Dovercourt takes readers back the beginning of the rock'n roll era when every part of the Toronto (and Canadian) music scene was DIY. From "Toronto the Good," Yonge Street, Yorkville and Queen West through the birth of CanCon, punk, indie rock, alt-rock and the blooming of "Torontopia," he charts a creative community in constant expansion and contraction. It turns out that, though accelerated in the 20th century, creeping gentrification and closing venues are not a modern phenomenon, rather something that the arts scene has always had to contend with. 

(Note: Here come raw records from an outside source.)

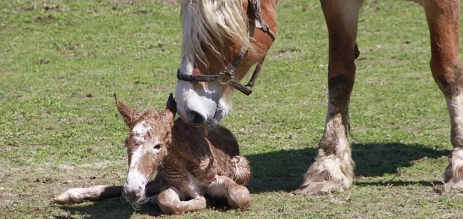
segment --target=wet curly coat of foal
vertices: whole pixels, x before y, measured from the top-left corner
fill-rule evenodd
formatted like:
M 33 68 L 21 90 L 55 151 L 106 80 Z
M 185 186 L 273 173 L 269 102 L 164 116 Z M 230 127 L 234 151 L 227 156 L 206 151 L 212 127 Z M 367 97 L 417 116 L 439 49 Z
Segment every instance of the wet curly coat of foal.
M 125 141 L 129 164 L 125 183 L 71 189 L 57 196 L 55 202 L 72 204 L 122 196 L 134 206 L 149 200 L 164 213 L 181 214 L 206 208 L 204 195 L 208 195 L 226 198 L 233 209 L 250 208 L 251 197 L 245 187 L 251 176 L 250 163 L 239 155 L 238 142 L 229 130 L 218 126 L 205 134 L 200 128 L 175 119 L 176 103 L 172 94 L 165 109 L 144 113 L 114 97 L 130 128 Z

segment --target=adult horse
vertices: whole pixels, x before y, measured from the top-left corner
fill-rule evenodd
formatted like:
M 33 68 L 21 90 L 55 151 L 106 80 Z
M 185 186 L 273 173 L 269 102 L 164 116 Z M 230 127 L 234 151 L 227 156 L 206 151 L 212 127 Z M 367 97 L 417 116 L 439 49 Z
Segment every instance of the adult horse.
M 453 151 L 444 171 L 448 185 L 463 187 L 463 79 L 459 52 L 459 0 L 410 0 L 425 9 L 431 36 L 431 69 L 447 101 Z M 183 0 L 183 57 L 175 91 L 180 117 L 195 126 L 219 122 L 233 88 L 249 95 L 276 31 L 278 0 Z M 354 85 L 356 38 L 363 0 L 320 0 L 328 28 L 328 103 L 318 157 L 295 193 L 348 189 L 355 163 L 347 137 Z M 269 30 L 267 27 L 269 28 Z M 252 65 L 247 86 L 240 80 Z

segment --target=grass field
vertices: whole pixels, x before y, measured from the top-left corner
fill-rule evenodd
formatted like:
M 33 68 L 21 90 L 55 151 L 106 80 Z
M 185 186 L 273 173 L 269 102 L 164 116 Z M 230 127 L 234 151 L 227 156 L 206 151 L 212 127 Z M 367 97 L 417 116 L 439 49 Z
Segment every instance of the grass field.
M 160 0 L 0 1 L 0 217 L 159 214 L 119 199 L 50 201 L 68 188 L 123 182 L 128 129 L 113 94 L 144 110 L 163 107 L 174 91 L 180 6 Z M 450 122 L 429 69 L 425 18 L 406 1 L 367 0 L 362 10 L 350 110 L 356 182 L 344 193 L 291 195 L 323 132 L 327 32 L 318 0 L 282 0 L 277 13 L 277 40 L 255 91 L 236 92 L 223 122 L 251 161 L 251 210 L 161 216 L 463 218 L 463 193 L 442 182 Z

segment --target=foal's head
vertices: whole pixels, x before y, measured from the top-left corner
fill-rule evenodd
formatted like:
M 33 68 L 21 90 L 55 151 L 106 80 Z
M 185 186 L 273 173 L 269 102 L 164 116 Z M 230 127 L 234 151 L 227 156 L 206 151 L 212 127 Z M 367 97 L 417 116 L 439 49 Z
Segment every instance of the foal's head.
M 125 142 L 129 170 L 122 196 L 136 204 L 144 199 L 146 183 L 167 154 L 176 104 L 171 94 L 165 110 L 151 109 L 142 114 L 119 102 L 115 95 L 114 97 L 119 112 L 130 128 Z
M 239 81 L 253 65 L 262 60 L 273 39 L 262 30 L 252 28 L 255 32 L 250 40 L 250 8 L 252 8 L 249 5 L 255 2 L 253 0 L 182 0 L 182 58 L 179 72 L 218 75 L 231 64 L 244 46 L 248 51 L 233 74 L 234 79 Z M 260 0 L 258 7 L 263 21 L 273 32 L 276 30 L 274 10 L 278 0 Z M 233 90 L 217 81 L 180 80 L 175 90 L 179 116 L 195 126 L 218 122 L 228 113 Z

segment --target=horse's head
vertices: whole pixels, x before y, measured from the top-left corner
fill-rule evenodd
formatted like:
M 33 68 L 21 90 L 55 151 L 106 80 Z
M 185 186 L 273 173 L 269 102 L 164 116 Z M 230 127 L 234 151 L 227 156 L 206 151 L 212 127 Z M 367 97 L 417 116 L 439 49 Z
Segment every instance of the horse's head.
M 116 105 L 130 130 L 125 139 L 129 170 L 122 196 L 131 204 L 143 200 L 145 187 L 167 153 L 176 112 L 175 100 L 169 96 L 166 109 L 150 109 L 143 114 L 116 99 Z
M 182 58 L 175 97 L 179 116 L 194 126 L 225 117 L 240 81 L 275 40 L 278 0 L 182 0 Z

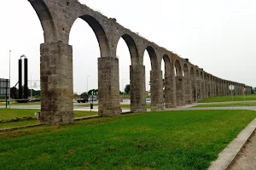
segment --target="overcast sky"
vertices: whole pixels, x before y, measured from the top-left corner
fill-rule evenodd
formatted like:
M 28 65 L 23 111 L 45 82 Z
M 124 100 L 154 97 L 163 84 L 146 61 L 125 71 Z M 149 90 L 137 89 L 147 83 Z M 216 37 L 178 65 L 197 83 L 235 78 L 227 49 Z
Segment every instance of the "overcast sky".
M 147 39 L 173 51 L 218 77 L 255 87 L 255 0 L 80 0 Z M 0 77 L 18 82 L 18 59 L 28 58 L 32 85 L 40 77 L 39 45 L 44 42 L 39 20 L 26 0 L 3 1 L 0 6 Z M 97 88 L 100 49 L 87 23 L 75 21 L 69 43 L 73 46 L 74 92 Z M 118 45 L 120 90 L 130 83 L 131 58 L 125 42 Z M 145 53 L 146 82 L 150 60 Z M 29 75 L 30 79 L 30 75 Z M 38 83 L 38 88 L 39 83 Z M 30 84 L 29 84 L 30 86 Z M 147 85 L 147 90 L 149 87 Z

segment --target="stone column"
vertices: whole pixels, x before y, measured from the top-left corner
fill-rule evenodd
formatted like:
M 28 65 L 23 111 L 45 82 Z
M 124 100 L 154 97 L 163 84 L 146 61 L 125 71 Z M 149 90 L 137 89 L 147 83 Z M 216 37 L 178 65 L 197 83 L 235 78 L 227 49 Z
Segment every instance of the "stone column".
M 162 71 L 150 71 L 151 110 L 164 110 Z
M 145 66 L 130 65 L 130 81 L 131 111 L 147 111 Z
M 208 94 L 208 82 L 206 80 L 205 81 L 205 98 L 208 98 L 209 97 L 209 94 Z
M 98 88 L 99 116 L 120 115 L 119 59 L 98 58 Z
M 196 81 L 195 78 L 191 79 L 191 98 L 192 98 L 192 103 L 197 102 L 197 86 L 196 86 Z
M 197 99 L 202 99 L 202 91 L 201 91 L 201 80 L 197 78 L 196 80 L 196 89 L 197 89 Z
M 73 122 L 73 49 L 62 42 L 40 47 L 41 117 L 48 124 Z
M 176 102 L 177 106 L 184 105 L 184 82 L 183 76 L 176 76 Z
M 201 82 L 201 99 L 206 99 L 206 84 L 205 84 L 205 81 L 202 79 Z
M 165 103 L 166 108 L 176 107 L 176 83 L 173 73 L 165 74 Z
M 184 101 L 186 104 L 192 104 L 192 93 L 191 93 L 191 79 L 189 77 L 183 77 L 184 82 L 184 90 L 185 90 L 185 96 Z

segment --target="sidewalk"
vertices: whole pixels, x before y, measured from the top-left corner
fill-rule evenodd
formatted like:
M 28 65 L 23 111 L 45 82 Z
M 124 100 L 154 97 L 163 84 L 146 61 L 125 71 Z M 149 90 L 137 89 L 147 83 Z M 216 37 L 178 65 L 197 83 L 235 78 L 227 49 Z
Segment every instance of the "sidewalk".
M 247 142 L 229 170 L 256 169 L 256 133 Z

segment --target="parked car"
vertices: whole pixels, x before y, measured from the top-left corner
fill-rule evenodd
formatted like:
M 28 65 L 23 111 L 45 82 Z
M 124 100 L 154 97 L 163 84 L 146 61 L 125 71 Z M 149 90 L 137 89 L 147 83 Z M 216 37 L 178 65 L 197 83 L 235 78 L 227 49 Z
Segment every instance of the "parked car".
M 80 98 L 77 99 L 77 101 L 78 103 L 85 103 L 85 102 L 88 102 L 88 95 L 85 94 L 85 95 L 83 95 L 81 96 Z

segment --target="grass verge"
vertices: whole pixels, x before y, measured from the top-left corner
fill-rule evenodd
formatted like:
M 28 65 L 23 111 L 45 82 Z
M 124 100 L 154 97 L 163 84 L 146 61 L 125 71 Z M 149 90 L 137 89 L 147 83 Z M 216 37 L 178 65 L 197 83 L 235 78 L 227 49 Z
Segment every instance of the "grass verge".
M 233 106 L 256 106 L 256 103 L 234 103 Z M 195 105 L 193 107 L 232 107 L 232 104 L 206 104 Z
M 98 106 L 98 104 L 93 104 L 93 106 Z M 90 107 L 90 104 L 77 105 L 76 107 Z M 130 108 L 130 104 L 120 104 L 121 108 Z M 150 109 L 150 105 L 147 105 L 147 108 Z
M 233 96 L 234 101 L 243 101 L 244 96 L 243 95 L 236 95 Z M 245 100 L 256 100 L 256 95 L 246 95 Z M 198 103 L 210 103 L 210 102 L 224 102 L 224 101 L 232 101 L 232 96 L 218 96 L 212 98 L 207 98 L 201 100 L 199 100 Z
M 40 110 L 36 109 L 0 109 L 0 120 L 10 120 L 15 117 L 22 118 L 24 116 L 33 117 L 34 113 L 40 111 Z M 95 111 L 80 111 L 74 110 L 75 117 L 86 116 L 90 115 L 96 115 L 97 112 Z M 25 125 L 37 124 L 40 122 L 38 120 L 29 120 L 29 121 L 19 121 L 14 122 L 3 122 L 0 123 L 0 128 L 20 127 Z
M 149 112 L 2 133 L 1 168 L 206 169 L 255 116 Z

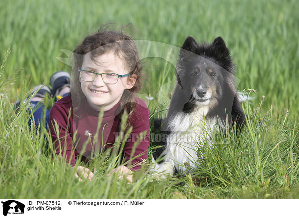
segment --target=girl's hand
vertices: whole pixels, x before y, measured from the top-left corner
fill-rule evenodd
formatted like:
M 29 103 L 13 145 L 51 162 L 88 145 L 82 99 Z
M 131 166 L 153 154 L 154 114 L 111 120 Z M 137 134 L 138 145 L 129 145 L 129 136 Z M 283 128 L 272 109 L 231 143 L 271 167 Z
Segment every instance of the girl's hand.
M 89 169 L 81 166 L 79 166 L 77 168 L 75 176 L 79 179 L 79 181 L 82 181 L 81 178 L 85 179 L 88 179 L 89 181 L 91 180 L 93 177 L 93 173 Z
M 118 175 L 119 179 L 123 179 L 124 177 L 125 177 L 126 179 L 132 182 L 133 175 L 131 175 L 132 171 L 125 166 L 119 166 L 116 168 L 113 169 L 107 175 L 109 176 L 114 173 Z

While the focus is squarely on the music, equal air time is given to the bookers, promoters, producers, record labels, publications (Exclaim! included) and prominent scene facilitators, putting the spotlight on many behind-the-scenes figures who've helped keep artists in front of audiences over the decades. 

Overall, Dovercourt makes space for all comers — Caribbean and experimental music have long and rich histories in Toronto and clearly illustrates a hip-hop continuum that goes beyond Maestro and Drake. As he notes right off the top, each scene is deserving of its own book. 

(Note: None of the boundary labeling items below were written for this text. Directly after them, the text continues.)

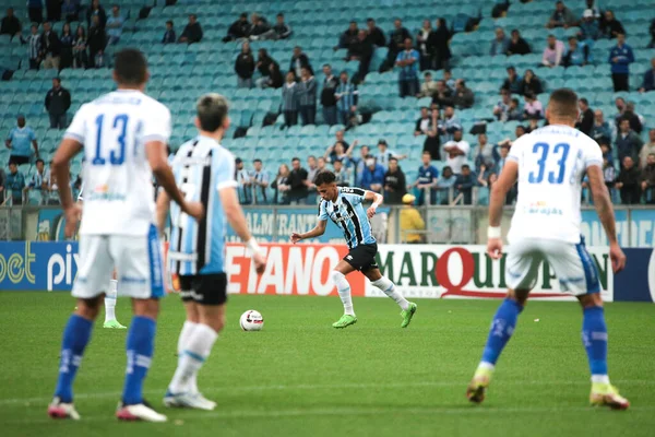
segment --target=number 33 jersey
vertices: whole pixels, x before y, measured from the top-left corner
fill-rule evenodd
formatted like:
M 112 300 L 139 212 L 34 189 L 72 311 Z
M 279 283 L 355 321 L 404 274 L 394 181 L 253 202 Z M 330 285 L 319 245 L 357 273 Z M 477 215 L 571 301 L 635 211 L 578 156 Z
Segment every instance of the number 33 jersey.
M 147 235 L 155 203 L 145 144 L 168 143 L 168 108 L 139 91 L 118 90 L 82 105 L 64 138 L 84 145 L 80 234 Z
M 519 199 L 508 235 L 580 243 L 582 180 L 603 167 L 596 141 L 568 126 L 551 125 L 521 137 L 508 160 L 519 164 Z

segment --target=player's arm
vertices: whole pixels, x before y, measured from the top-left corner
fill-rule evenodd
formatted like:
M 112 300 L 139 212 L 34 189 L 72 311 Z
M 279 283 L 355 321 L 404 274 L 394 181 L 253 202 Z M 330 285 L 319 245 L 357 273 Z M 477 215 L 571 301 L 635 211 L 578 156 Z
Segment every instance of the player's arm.
M 504 173 L 504 168 L 502 169 Z M 605 185 L 605 178 L 603 177 L 603 169 L 598 165 L 591 165 L 587 167 L 587 177 L 590 179 L 590 186 L 592 189 L 592 196 L 594 197 L 594 208 L 603 223 L 603 228 L 607 234 L 609 240 L 609 257 L 611 259 L 611 267 L 615 273 L 620 272 L 626 267 L 626 256 L 619 247 L 617 239 L 617 225 L 615 220 L 614 206 L 609 199 L 609 193 Z

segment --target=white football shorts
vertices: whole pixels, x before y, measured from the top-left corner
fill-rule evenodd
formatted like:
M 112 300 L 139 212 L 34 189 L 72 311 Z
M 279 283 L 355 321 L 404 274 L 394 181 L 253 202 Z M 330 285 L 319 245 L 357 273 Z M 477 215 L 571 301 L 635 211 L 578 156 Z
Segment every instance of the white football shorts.
M 562 292 L 574 296 L 599 293 L 598 268 L 586 250 L 584 239 L 577 245 L 553 239 L 522 238 L 508 247 L 505 282 L 509 288 L 535 287 L 539 265 L 548 261 Z
M 138 299 L 164 296 L 162 246 L 154 225 L 143 237 L 81 235 L 73 297 L 88 299 L 105 293 L 115 268 L 121 296 Z

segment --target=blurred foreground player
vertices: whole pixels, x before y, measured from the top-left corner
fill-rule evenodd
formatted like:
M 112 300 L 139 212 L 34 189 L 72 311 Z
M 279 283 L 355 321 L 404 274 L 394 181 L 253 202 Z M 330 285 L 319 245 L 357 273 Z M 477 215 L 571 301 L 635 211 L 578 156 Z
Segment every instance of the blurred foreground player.
M 336 322 L 332 323 L 334 328 L 346 328 L 357 323 L 357 316 L 353 309 L 353 297 L 350 296 L 350 284 L 346 275 L 359 270 L 376 288 L 380 290 L 386 296 L 391 297 L 401 307 L 401 317 L 403 322 L 401 328 L 407 328 L 417 305 L 407 302 L 395 290 L 395 285 L 388 277 L 382 276 L 380 268 L 376 263 L 378 253 L 378 244 L 371 234 L 371 224 L 369 222 L 376 210 L 382 203 L 382 196 L 361 188 L 346 188 L 336 186 L 334 173 L 329 170 L 320 172 L 314 185 L 321 196 L 319 204 L 319 223 L 317 227 L 305 234 L 291 234 L 291 243 L 296 244 L 301 239 L 314 238 L 325 233 L 327 218 L 332 220 L 343 232 L 346 244 L 350 249 L 348 255 L 336 264 L 331 276 L 336 285 L 338 296 L 344 304 L 344 315 Z M 372 200 L 373 204 L 364 210 L 361 202 Z
M 119 420 L 165 422 L 142 397 L 143 380 L 153 357 L 164 275 L 154 226 L 153 174 L 189 215 L 200 218 L 203 208 L 184 200 L 166 161 L 170 111 L 143 94 L 148 79 L 145 58 L 123 49 L 115 57 L 118 90 L 82 105 L 55 155 L 52 172 L 66 214 L 67 236 L 73 234 L 80 206 L 69 185 L 69 162 L 84 150 L 84 220 L 80 228 L 80 264 L 73 284 L 78 308 L 63 332 L 59 378 L 48 408 L 53 418 L 79 420 L 73 406 L 73 380 L 91 339 L 100 298 L 116 268 L 121 292 L 132 297 L 134 317 L 127 340 L 128 366 Z
M 595 406 L 626 410 L 628 400 L 610 385 L 607 374 L 607 327 L 598 270 L 581 236 L 582 179 L 588 177 L 594 206 L 609 240 L 615 273 L 626 265 L 617 241 L 615 215 L 603 177 L 603 153 L 594 140 L 574 129 L 577 96 L 568 88 L 550 95 L 549 126 L 521 137 L 512 145 L 489 202 L 487 252 L 502 256 L 500 218 L 505 194 L 519 180 L 519 200 L 508 235 L 505 277 L 508 297 L 498 308 L 483 359 L 466 395 L 483 402 L 496 362 L 512 336 L 519 315 L 537 281 L 539 265 L 548 261 L 563 292 L 582 305 L 582 342 L 592 374 L 590 401 Z
M 206 216 L 195 223 L 174 205 L 168 250 L 169 273 L 179 277 L 187 320 L 178 340 L 178 367 L 168 386 L 167 406 L 214 410 L 216 403 L 198 390 L 198 371 L 209 358 L 225 326 L 227 224 L 247 243 L 258 273 L 266 258 L 248 231 L 235 180 L 235 157 L 221 145 L 229 128 L 227 101 L 218 94 L 202 96 L 196 104 L 199 135 L 182 144 L 171 166 L 177 185 L 190 201 L 201 202 Z M 157 199 L 157 223 L 163 232 L 170 198 Z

If the book has a fault, it's Dovercourt's deep involvement with the scene he chronicles. In later chapters, the book reads less like an objective narrative than a personal memoir, born out by a stronger focus on Toronto's more recent punk and indie scenes. Yet that same experience gives Dovercourt the perspective and access to the many players who have sacrificed their time and energy to shape the Toronto sound with few expectations of personal gain. Every city needs their own version of this book.